Каждый вечер Седой приходил домой, молча снимал и бросал старую засаленную куртку на стул, мыл руки и уходил в дальнюю комнату. Там он зажигал длинную свечу, тихо включал вальс и откидывал простыню со стоящего в углу мольберта. Потом доставал из мятой пачки сигарету без фильтра и осторожно, стараясь выпускать дым в сторону, выкуривал ее. Он долго, не отрываясь, смотрел на полотно, потом подходил ближе, по пути взяв табурет, садился. Обычно к этому моменту вальс заканчивался и наступала тишина. Седой оставался один на один с картиной.
Было светло и играла музыка. Все вокруг смотрели на эту пару. Седой и девушка были в центре внимания, но этого не замечали. Они были счастливы и взволнованы, глаза их блестели. Музыка стихла, и танцоры вышли из зала перевести дух. Девушка прислонилась спиной к подоконнику невероятно высокого окна, Седой, улыбаясь, встал напротив и вытянулся в струну. Она тихо заговорила.

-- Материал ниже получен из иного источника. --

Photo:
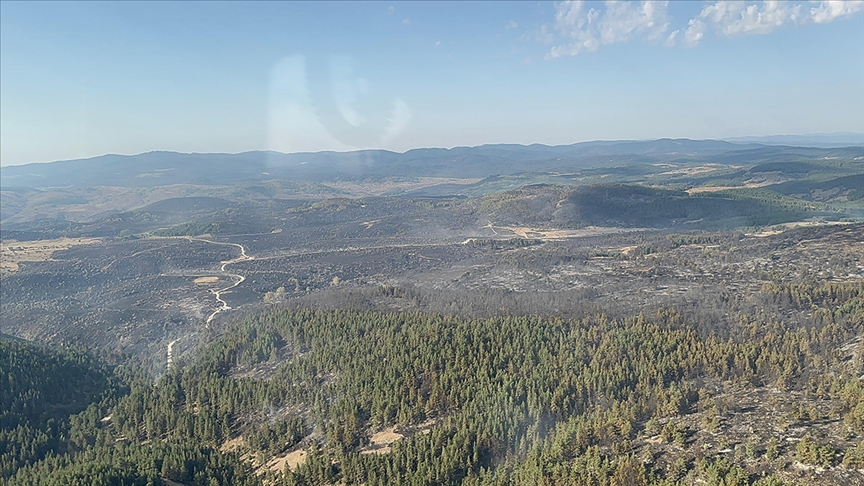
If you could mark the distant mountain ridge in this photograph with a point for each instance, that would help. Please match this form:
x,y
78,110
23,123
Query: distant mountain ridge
x,y
823,140
154,169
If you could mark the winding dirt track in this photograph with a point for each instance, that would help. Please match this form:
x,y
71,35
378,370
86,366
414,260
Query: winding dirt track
x,y
238,278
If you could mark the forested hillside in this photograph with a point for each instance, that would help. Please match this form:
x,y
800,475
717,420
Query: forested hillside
x,y
505,400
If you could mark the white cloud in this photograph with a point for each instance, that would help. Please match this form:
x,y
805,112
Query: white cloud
x,y
619,22
694,33
736,18
832,9
579,28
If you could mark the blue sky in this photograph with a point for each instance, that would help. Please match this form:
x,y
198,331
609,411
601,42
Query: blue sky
x,y
85,79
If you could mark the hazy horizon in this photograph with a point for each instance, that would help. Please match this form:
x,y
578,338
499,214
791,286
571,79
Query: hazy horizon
x,y
739,140
84,79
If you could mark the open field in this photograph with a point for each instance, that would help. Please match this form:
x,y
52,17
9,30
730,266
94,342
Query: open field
x,y
14,252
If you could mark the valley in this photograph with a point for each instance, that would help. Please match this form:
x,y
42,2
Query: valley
x,y
666,318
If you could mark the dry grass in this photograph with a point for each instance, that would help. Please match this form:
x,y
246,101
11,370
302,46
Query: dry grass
x,y
381,441
559,234
14,252
292,459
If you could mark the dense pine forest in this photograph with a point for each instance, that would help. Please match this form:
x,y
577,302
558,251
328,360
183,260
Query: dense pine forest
x,y
302,397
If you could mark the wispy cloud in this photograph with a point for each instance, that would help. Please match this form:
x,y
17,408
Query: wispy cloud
x,y
579,28
739,18
587,29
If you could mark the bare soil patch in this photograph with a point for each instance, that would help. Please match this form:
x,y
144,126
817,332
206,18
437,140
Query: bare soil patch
x,y
292,459
381,441
14,252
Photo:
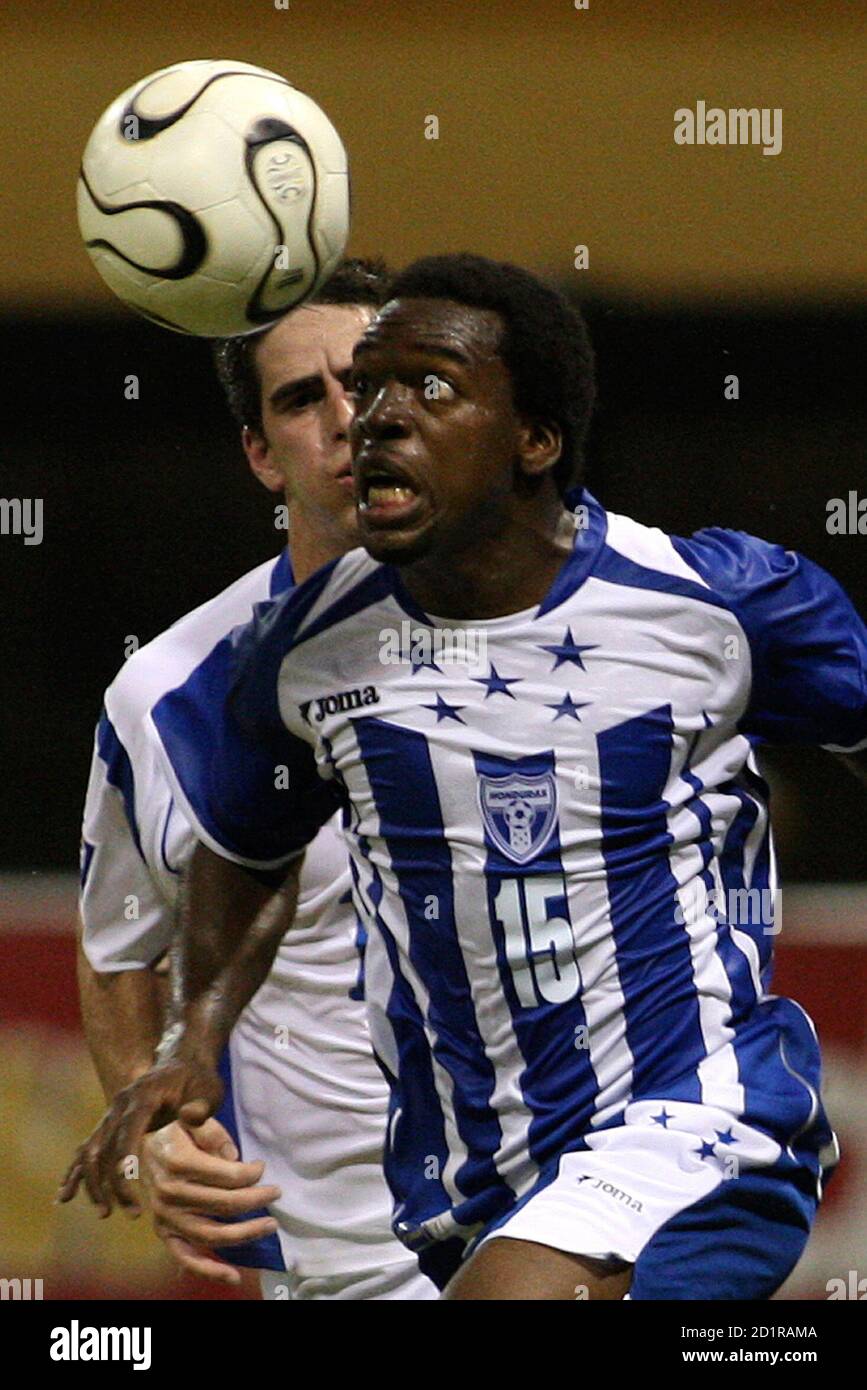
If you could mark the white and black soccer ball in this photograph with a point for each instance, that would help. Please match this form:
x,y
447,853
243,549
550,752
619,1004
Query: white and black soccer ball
x,y
214,196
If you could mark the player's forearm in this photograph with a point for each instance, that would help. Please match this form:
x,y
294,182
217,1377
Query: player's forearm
x,y
229,931
122,1015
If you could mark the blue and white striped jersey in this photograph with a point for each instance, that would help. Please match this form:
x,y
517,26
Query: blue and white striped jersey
x,y
559,836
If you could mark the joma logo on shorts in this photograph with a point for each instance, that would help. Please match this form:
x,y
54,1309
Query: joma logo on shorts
x,y
632,1203
339,704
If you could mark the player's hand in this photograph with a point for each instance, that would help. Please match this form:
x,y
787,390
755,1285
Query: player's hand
x,y
107,1161
193,1175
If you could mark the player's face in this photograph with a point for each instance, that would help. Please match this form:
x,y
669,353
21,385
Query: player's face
x,y
436,435
303,366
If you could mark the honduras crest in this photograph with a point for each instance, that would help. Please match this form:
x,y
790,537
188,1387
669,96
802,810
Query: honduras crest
x,y
520,812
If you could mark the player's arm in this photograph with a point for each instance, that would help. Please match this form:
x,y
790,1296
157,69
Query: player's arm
x,y
188,1176
231,926
807,642
122,1016
250,790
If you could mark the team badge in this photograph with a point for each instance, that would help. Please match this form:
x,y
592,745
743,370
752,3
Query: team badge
x,y
520,812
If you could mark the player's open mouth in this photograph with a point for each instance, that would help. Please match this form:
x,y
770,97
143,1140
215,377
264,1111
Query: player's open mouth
x,y
385,492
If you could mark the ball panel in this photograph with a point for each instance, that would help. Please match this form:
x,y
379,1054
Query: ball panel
x,y
232,164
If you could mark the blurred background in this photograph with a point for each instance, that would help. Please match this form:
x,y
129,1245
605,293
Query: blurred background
x,y
555,131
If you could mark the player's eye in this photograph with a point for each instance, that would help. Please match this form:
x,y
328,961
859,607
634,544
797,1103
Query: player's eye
x,y
438,387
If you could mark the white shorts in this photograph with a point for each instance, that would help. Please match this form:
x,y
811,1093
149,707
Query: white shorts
x,y
700,1204
400,1280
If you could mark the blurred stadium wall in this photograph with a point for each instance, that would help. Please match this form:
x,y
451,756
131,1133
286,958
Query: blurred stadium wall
x,y
555,131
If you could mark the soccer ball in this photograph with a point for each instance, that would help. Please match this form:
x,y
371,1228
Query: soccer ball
x,y
214,196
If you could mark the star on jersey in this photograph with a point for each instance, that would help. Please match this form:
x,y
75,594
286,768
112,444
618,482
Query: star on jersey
x,y
420,666
567,651
567,706
498,684
443,710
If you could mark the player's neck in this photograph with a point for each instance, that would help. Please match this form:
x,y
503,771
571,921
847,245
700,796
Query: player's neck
x,y
499,574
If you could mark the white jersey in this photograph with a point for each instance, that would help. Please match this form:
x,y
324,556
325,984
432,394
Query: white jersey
x,y
303,1090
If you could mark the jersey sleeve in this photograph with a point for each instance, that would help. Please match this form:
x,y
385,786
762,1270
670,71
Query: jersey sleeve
x,y
249,787
127,919
807,642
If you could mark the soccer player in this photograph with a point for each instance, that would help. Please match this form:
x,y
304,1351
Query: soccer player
x,y
559,859
325,1232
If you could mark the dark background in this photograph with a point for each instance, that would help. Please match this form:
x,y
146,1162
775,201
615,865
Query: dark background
x,y
149,509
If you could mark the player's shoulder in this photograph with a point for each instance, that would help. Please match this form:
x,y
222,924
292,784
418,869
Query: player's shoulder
x,y
172,655
335,594
716,563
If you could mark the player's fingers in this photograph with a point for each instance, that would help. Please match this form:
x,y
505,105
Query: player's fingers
x,y
70,1182
213,1172
213,1233
193,1114
197,1262
96,1189
214,1139
213,1201
120,1162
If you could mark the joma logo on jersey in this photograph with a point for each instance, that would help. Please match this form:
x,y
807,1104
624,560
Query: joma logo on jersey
x,y
520,812
339,704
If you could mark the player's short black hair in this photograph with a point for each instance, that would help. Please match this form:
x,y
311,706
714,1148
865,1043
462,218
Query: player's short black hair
x,y
545,346
354,281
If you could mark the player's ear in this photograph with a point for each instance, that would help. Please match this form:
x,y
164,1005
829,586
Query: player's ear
x,y
539,446
259,456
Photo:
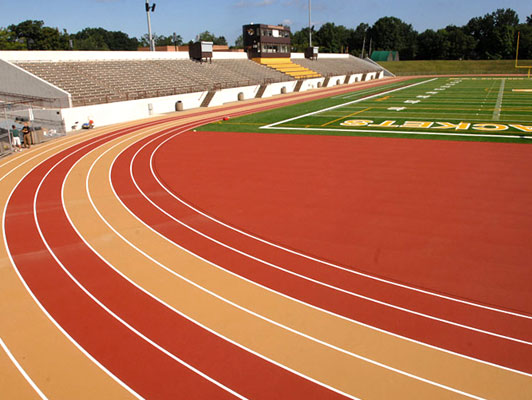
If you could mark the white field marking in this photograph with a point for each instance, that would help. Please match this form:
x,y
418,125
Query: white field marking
x,y
21,370
498,105
322,261
300,301
289,298
421,133
351,102
39,304
36,154
370,89
165,268
98,302
320,283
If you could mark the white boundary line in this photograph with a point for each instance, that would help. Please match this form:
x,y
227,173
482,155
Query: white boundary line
x,y
39,304
162,266
338,315
350,102
21,370
99,303
403,286
367,298
393,133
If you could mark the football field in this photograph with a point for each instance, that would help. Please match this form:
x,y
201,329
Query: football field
x,y
463,108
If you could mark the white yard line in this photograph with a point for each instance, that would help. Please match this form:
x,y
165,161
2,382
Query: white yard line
x,y
498,105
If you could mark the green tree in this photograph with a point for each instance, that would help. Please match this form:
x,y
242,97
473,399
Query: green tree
x,y
494,34
36,36
390,33
333,38
358,38
102,39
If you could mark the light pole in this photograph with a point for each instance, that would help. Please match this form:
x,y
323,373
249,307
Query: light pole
x,y
309,27
148,9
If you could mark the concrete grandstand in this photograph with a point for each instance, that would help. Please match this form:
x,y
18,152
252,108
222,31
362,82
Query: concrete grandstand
x,y
110,87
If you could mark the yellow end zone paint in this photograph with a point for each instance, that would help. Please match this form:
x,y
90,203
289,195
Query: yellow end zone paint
x,y
461,126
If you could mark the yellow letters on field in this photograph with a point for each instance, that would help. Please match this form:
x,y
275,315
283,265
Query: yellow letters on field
x,y
357,122
448,125
490,127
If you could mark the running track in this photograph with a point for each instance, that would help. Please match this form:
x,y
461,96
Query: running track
x,y
148,261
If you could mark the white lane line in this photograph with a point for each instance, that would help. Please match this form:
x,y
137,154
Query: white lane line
x,y
321,309
99,303
498,105
22,371
311,258
350,102
39,304
358,356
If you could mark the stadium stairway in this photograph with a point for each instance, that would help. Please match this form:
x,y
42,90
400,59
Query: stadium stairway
x,y
286,66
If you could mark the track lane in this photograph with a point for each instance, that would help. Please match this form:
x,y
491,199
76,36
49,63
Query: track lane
x,y
131,196
51,359
498,322
442,335
55,290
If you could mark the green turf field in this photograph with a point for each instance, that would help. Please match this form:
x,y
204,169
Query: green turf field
x,y
464,108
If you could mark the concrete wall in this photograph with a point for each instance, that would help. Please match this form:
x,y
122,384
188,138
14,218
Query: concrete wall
x,y
336,80
15,80
91,55
231,95
311,84
275,88
355,78
113,113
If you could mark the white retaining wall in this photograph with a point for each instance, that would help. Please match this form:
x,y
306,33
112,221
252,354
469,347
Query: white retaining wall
x,y
123,111
336,80
231,95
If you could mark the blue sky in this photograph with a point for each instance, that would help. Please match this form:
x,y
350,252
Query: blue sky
x,y
226,17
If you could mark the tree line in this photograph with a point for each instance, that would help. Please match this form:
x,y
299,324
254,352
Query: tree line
x,y
492,36
33,35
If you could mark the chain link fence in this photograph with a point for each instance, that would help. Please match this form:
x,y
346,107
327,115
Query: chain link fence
x,y
46,123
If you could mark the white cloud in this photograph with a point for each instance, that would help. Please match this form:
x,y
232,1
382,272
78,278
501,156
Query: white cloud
x,y
252,4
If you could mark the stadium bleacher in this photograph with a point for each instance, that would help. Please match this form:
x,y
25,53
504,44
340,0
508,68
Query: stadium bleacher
x,y
94,82
104,81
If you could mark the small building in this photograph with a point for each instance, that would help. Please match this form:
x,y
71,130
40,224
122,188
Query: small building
x,y
266,41
385,55
215,47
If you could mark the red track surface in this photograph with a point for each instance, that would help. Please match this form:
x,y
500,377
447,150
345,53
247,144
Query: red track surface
x,y
447,217
288,190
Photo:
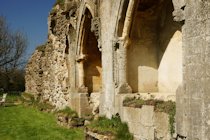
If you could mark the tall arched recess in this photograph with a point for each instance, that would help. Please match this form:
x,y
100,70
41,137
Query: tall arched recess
x,y
154,55
90,57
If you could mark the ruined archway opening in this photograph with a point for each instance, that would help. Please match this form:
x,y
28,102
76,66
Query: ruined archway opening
x,y
155,52
92,63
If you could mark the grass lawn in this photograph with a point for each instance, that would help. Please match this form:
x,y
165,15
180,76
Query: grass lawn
x,y
26,123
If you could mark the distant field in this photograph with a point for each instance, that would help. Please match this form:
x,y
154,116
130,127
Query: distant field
x,y
25,123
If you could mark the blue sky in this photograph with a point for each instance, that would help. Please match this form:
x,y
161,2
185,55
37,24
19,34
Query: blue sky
x,y
30,17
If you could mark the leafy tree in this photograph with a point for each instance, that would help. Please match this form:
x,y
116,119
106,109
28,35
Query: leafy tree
x,y
13,46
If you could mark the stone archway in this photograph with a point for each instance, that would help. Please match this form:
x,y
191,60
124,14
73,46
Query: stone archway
x,y
154,52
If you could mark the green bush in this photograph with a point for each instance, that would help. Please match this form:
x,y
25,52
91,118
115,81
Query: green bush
x,y
60,2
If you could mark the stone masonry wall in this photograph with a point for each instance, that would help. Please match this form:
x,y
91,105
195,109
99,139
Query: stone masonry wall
x,y
193,115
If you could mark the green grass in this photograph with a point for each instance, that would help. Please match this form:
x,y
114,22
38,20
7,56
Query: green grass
x,y
112,126
27,123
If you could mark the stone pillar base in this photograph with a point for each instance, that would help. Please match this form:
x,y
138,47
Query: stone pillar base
x,y
124,88
80,103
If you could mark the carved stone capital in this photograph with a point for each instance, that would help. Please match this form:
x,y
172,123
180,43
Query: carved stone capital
x,y
81,58
82,89
95,27
124,88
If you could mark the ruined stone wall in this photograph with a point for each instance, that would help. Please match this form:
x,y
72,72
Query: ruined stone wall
x,y
175,53
46,72
193,96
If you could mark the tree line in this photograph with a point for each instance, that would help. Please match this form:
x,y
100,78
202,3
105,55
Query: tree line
x,y
13,45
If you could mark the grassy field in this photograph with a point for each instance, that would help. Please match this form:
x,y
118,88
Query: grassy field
x,y
26,123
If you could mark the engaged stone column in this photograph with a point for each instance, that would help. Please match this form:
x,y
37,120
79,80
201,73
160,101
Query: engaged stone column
x,y
81,74
124,42
123,83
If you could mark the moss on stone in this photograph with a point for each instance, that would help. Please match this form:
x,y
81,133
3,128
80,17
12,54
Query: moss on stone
x,y
168,107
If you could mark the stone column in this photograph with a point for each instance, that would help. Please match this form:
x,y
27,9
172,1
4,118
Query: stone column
x,y
124,42
81,74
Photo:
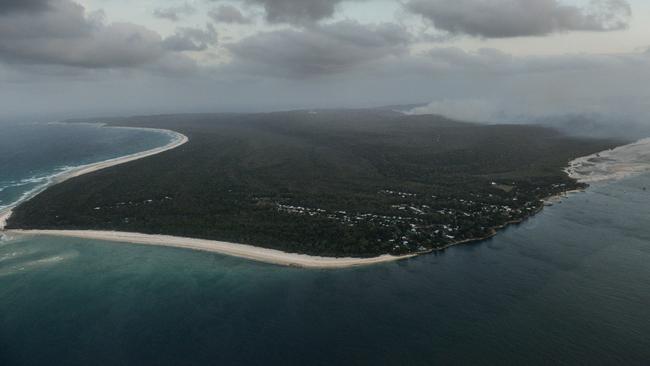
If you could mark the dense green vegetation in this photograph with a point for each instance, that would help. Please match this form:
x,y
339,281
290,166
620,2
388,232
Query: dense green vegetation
x,y
354,182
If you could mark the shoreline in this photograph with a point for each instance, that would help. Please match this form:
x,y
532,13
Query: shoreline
x,y
250,252
178,140
614,164
245,251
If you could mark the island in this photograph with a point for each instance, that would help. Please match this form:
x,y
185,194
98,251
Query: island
x,y
362,183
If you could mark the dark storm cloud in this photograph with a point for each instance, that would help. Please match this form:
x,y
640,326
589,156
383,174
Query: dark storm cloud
x,y
191,39
8,6
174,13
65,34
516,18
228,14
322,49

- Ты видишь сны? Я часто вижу один и тот же сон - ты скачешь на коне мне навстречу, через бесконечное поле, долго скачешь, весь сон, но никогда не приближаешься. Иногда мне кажется, что еще немного и я увижу твое лицо, но ты все так же вдалеке... А потом спускается туман, кажется, ты скачешь быстрее, но туман заполняет пространство между нами молоком, и через мгновение я перестаю тебя видеть. А когда ветер разгоняет туман, я вижу, что там, где я видела твои очертания спокойно пасется твой черный жеребец. И, знаешь, он стреножен... Что это может значить?
- Не знаю, милая... Я не так уж часто вижу сны. Но иногда мне снится, что я держу тебя на руках, а ты пытаешься вывернуться и ускользнуть. Я хочу удержать тебя, хватаю крепче, а ты кричишь, что тебе больно, руки мои сами разжимаются и ты падаешь... Падаешь, и горько и громко плачешь. Я всегда просыпался в холодном поту после этого сна. И подолгу не мог прийти в себя, по нескольку дней.
- Знаешь, я хотела сказать тебе позже, но...
- Тс-с-с... Вальс! Наш вальс...
И Седой обнял девушку за талию, она плавно положила ему руку на плечо... Они закружились, закружились...
Седой закрывал глаза, протягивал руки к полотну и начинал, словно слепой, водить пальцами по холсту. Иногда его пальцы останавливались, замирали, потом продолжали свое медленное движение. При этом землистое лицо Седого светлело, потом на нем пробивалась слабая улыбка, через минуту Седой улыбался. Кисти и краски лежали на столе нетронутыми...
Вальс подходил к концу, и вихрь, который они закрутили, понемногу утихал. Ее лицо становилось серьезным, а лицо Седого - грустным. Они, разгоряченные вышли на улицу, по пути она взяла с подноса бокал шампанского. Остановилась.
- Я уезжаю завтра. С ним. Прости, я обещала тебе, знаю, что тебе будет невмоготу, но я просто не могу по-другому. Не могу без него. Умоляю, прости.
- Я тебя никогда больше не увижу...
Седой вдруг разом состарился. Он ждал, что это случится, ждал и панически боялся. И вот... Что сказать?
- Уезжай. Забудь, дочка, что я тебе о нем говорил. Будь счастлива, просто будь счастлива.
- Папа, мы будем видеться... Я обещаю
- Конечно.
- Он не такой. Не такой, как ты думаешь
- Да, милая, не такой.
- Я люблю тебя...
- Я люблю тебя...
Отец и дочь обнялись.
На следующий день Седой, сгорбившийся и постаревший, зашел в лавку и купил холст, мольберт, кисти и краски. И с той поры каждый вечер он приходил домой, молча снимал и бросал старую засаленную куртку на стул, мыл руки и уходил в дальнюю комнату. Рисовать Седой не умел, но он помнил ее лицо после вальса.